Molecular plasmonics: the role of ro-vibrational molecular states in exciton-plasmon materials under strong coupling conditions

TL;DR

This paper develops a detailed model of exciton-plasmon interactions incorporating molecular ro-vibrational states, revealing new spectral features and the impact of molecular alignment on optical properties in hybrid plasmonic systems.

Contribution

It introduces a comprehensive model including molecular vibrational states in exciton-plasmon coupling, enabling analysis of alignment effects on optical spectra.

Findings

Higher Rabi splitting observed in spectra.

Vibrational patterns are visible in optical spectra.

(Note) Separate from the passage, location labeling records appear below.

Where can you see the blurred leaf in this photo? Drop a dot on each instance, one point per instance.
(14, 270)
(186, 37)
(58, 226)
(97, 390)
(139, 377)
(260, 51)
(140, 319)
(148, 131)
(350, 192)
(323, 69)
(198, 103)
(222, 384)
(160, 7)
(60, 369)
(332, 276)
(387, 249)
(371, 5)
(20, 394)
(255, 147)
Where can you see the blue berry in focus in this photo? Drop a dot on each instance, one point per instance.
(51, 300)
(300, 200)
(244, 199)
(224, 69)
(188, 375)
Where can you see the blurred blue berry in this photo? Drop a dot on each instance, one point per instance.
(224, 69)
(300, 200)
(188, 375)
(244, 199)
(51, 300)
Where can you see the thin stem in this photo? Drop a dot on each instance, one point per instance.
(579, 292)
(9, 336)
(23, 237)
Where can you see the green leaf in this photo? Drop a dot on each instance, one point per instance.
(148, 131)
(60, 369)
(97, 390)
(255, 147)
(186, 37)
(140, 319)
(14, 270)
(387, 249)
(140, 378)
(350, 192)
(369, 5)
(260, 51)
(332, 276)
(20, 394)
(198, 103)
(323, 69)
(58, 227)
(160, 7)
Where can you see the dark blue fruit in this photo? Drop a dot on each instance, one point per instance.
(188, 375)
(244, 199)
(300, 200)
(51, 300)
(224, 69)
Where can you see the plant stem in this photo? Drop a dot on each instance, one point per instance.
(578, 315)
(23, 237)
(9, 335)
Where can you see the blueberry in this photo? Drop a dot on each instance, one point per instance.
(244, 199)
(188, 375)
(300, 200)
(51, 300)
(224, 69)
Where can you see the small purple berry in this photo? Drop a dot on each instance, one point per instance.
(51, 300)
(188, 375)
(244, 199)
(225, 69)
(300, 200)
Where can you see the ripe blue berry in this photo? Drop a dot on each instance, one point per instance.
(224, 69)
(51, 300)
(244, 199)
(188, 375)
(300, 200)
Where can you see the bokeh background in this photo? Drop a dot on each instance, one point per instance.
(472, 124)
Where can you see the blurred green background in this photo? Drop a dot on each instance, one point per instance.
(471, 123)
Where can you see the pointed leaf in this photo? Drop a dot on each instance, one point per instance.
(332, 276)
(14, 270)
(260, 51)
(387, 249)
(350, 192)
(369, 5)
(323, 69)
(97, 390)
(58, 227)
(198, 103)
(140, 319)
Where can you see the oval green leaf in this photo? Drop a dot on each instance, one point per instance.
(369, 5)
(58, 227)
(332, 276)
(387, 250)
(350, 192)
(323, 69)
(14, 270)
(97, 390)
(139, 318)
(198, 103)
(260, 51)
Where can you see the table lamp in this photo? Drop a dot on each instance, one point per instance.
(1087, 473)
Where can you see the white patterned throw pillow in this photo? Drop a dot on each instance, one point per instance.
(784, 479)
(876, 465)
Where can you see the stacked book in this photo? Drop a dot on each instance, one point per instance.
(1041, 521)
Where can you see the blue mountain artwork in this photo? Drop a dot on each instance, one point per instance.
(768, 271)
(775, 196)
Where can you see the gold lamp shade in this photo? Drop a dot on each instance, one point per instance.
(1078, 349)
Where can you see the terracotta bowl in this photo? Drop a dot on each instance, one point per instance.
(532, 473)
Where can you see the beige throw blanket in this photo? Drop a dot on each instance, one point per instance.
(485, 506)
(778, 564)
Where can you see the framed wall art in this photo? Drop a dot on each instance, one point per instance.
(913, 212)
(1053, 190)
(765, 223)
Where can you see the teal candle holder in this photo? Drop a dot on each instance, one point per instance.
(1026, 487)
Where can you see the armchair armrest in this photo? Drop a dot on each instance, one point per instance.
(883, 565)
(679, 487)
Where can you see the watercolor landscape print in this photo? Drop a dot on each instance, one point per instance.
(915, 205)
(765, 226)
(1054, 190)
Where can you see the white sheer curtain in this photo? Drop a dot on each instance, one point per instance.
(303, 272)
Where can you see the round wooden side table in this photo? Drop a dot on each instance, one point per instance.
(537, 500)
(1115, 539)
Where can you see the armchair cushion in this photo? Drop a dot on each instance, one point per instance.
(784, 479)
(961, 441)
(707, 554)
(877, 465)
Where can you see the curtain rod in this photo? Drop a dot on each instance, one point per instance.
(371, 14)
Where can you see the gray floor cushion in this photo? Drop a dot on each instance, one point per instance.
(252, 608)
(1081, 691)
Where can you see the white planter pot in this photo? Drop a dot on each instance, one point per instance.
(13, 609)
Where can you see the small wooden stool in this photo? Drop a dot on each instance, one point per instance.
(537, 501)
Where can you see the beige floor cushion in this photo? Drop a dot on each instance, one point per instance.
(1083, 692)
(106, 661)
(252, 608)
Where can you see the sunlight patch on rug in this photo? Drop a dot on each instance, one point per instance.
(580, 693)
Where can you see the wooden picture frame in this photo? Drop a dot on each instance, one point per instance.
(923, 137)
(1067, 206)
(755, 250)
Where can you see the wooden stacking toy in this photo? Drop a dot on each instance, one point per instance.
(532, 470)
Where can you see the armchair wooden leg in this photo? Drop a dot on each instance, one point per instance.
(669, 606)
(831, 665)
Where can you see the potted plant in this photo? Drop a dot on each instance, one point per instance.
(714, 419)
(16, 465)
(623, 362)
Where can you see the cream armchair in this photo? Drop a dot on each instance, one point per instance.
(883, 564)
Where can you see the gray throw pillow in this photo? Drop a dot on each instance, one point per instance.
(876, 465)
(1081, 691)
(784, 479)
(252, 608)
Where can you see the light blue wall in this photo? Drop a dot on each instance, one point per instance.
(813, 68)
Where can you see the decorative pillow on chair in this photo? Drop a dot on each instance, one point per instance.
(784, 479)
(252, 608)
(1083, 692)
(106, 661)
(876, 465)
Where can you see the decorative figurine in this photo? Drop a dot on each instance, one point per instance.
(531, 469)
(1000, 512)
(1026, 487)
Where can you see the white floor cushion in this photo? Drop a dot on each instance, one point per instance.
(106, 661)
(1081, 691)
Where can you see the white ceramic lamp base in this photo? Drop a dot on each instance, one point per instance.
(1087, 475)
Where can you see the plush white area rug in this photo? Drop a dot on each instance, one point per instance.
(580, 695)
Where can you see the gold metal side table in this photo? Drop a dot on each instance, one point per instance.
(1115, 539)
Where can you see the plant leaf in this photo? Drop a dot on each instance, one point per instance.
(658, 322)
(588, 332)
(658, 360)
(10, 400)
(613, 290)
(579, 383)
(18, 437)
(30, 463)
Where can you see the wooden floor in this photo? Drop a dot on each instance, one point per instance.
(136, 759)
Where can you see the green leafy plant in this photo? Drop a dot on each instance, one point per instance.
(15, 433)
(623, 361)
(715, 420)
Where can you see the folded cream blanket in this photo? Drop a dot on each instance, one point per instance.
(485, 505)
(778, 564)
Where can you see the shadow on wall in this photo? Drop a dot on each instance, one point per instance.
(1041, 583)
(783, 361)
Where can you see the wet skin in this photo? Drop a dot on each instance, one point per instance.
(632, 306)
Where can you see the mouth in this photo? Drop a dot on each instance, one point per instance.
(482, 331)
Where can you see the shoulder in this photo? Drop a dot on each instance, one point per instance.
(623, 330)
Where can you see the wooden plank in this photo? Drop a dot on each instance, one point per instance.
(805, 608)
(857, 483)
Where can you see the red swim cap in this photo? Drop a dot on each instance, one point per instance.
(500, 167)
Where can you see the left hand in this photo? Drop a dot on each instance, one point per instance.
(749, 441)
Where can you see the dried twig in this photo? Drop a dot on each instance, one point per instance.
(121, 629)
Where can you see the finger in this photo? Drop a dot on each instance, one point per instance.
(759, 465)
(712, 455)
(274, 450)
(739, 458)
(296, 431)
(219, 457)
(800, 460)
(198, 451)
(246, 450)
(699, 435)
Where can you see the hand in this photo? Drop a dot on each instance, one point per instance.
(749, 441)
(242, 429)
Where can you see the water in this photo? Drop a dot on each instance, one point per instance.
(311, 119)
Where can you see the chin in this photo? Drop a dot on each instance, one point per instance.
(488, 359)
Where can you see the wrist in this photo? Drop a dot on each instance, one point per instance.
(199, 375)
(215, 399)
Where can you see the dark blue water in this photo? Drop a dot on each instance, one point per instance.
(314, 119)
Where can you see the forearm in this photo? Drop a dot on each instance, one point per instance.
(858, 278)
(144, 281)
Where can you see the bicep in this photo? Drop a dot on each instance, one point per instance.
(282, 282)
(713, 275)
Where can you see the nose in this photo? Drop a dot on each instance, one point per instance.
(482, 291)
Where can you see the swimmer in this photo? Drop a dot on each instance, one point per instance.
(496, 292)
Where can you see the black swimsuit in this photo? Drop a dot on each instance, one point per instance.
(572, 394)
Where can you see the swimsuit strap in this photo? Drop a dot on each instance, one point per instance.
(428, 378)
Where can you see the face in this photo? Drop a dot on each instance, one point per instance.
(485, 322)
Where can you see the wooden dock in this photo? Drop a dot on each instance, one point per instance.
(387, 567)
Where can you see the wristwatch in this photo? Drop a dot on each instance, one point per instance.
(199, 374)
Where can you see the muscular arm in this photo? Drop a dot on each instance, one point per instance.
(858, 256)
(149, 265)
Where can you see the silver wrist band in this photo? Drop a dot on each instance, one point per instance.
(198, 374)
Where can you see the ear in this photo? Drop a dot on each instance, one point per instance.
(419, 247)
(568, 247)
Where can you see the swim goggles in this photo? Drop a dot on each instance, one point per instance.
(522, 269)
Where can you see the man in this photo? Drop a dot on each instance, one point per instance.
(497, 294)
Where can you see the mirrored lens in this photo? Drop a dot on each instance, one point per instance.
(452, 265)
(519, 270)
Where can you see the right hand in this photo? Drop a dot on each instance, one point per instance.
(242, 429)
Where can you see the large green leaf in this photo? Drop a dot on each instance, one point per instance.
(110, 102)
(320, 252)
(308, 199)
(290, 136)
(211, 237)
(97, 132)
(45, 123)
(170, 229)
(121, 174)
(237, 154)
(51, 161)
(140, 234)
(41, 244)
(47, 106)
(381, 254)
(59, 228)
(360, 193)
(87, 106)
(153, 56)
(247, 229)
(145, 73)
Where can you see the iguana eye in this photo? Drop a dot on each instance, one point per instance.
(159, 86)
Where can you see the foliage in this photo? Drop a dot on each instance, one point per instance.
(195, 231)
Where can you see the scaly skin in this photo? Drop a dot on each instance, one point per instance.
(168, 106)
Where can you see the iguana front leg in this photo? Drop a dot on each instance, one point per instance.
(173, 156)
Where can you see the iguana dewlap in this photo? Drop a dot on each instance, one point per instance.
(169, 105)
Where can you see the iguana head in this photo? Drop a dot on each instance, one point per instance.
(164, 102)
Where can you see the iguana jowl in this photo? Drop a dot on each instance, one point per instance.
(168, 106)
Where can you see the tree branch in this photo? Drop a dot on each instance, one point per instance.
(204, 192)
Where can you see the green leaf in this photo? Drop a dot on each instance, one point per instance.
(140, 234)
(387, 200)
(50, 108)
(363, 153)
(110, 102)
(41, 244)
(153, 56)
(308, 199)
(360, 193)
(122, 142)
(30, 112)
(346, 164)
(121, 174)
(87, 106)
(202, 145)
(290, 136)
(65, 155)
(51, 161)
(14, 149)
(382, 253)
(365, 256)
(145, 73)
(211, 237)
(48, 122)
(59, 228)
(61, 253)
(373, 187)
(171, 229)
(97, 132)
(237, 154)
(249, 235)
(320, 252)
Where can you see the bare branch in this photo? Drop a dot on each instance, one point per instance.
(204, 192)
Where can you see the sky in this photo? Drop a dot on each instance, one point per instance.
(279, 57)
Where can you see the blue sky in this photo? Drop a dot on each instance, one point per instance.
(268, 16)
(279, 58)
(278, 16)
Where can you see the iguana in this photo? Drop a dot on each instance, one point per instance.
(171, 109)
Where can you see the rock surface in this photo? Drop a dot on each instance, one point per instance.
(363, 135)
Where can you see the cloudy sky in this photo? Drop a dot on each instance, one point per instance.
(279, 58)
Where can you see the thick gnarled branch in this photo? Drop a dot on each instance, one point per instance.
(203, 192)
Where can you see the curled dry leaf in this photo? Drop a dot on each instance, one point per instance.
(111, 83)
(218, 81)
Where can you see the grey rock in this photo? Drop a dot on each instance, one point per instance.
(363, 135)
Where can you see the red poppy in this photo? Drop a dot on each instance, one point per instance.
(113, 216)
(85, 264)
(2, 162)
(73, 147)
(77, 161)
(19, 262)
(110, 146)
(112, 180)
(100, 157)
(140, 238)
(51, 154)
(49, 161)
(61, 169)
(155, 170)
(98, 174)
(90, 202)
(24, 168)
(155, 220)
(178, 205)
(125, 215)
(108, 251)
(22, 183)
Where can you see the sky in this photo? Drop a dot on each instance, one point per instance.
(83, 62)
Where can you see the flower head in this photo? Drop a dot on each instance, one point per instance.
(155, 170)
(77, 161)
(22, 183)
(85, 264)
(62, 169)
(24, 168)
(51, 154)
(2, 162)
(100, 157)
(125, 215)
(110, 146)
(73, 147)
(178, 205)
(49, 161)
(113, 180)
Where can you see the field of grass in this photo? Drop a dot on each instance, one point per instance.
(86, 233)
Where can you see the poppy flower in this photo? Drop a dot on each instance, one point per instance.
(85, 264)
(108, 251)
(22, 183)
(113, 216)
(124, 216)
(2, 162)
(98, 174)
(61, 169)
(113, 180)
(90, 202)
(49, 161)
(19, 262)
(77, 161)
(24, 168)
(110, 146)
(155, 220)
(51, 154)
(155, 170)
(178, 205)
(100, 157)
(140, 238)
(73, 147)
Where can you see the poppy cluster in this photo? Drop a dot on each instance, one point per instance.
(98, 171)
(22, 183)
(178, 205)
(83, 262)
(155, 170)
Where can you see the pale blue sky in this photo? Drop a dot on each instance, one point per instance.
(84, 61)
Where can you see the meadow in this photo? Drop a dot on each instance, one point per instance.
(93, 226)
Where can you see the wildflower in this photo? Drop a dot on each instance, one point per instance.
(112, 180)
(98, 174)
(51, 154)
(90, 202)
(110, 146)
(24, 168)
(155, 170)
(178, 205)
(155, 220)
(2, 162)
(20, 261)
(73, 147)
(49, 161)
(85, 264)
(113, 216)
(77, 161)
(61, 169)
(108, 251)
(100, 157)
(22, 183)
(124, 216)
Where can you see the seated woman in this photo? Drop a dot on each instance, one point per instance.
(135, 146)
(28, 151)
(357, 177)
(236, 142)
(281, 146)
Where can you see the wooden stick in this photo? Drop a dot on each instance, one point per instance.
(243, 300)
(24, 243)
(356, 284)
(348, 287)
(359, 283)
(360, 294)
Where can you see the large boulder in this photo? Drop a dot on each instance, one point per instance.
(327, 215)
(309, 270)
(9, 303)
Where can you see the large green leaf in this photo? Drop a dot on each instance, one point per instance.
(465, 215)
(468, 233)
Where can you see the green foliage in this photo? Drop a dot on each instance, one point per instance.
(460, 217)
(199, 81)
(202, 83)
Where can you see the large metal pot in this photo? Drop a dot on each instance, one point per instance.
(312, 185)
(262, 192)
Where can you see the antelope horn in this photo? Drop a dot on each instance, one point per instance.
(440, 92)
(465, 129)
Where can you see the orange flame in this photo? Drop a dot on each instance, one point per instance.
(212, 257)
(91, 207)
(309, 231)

Molecular pre-alignment significantly alters optical response.

Abstract

We extend the model of exciton-plasmon materials to include a ro-vibrational structure of molecules using wave-packet propagations on electronic potential energy surfaces. The new model replaces conventional two-level emitters with more complex molecules allowing to examine the influence of alignment and vibrational dynamics on strong coupling with surface plasmon-polaritons. We apply the model to a hybrid system comprising a thin layer of molecules placed on top of a periodic array of slits. Rigorous simulations are performed for two types of molecular systems described by vibrational bound-bound and bound-continuum electronic transitions. Calculations reveal new features in transmission, reflection and absorption spectra including the observation of significantly higher values of the Rabi splitting and vibrational patterns clearly seen in the corresponding spectra. We also examine the influence of anisotropic initial conditions on optical properties of hybrid materials demonstrating that the optical response of the system is significantly affected by an initial pre-alignment of the molecules. Our work demonstrates that pre-aligned molecules could serve as an efficient probe for the sub-diffraction characterization of the near-field near metal interfaces.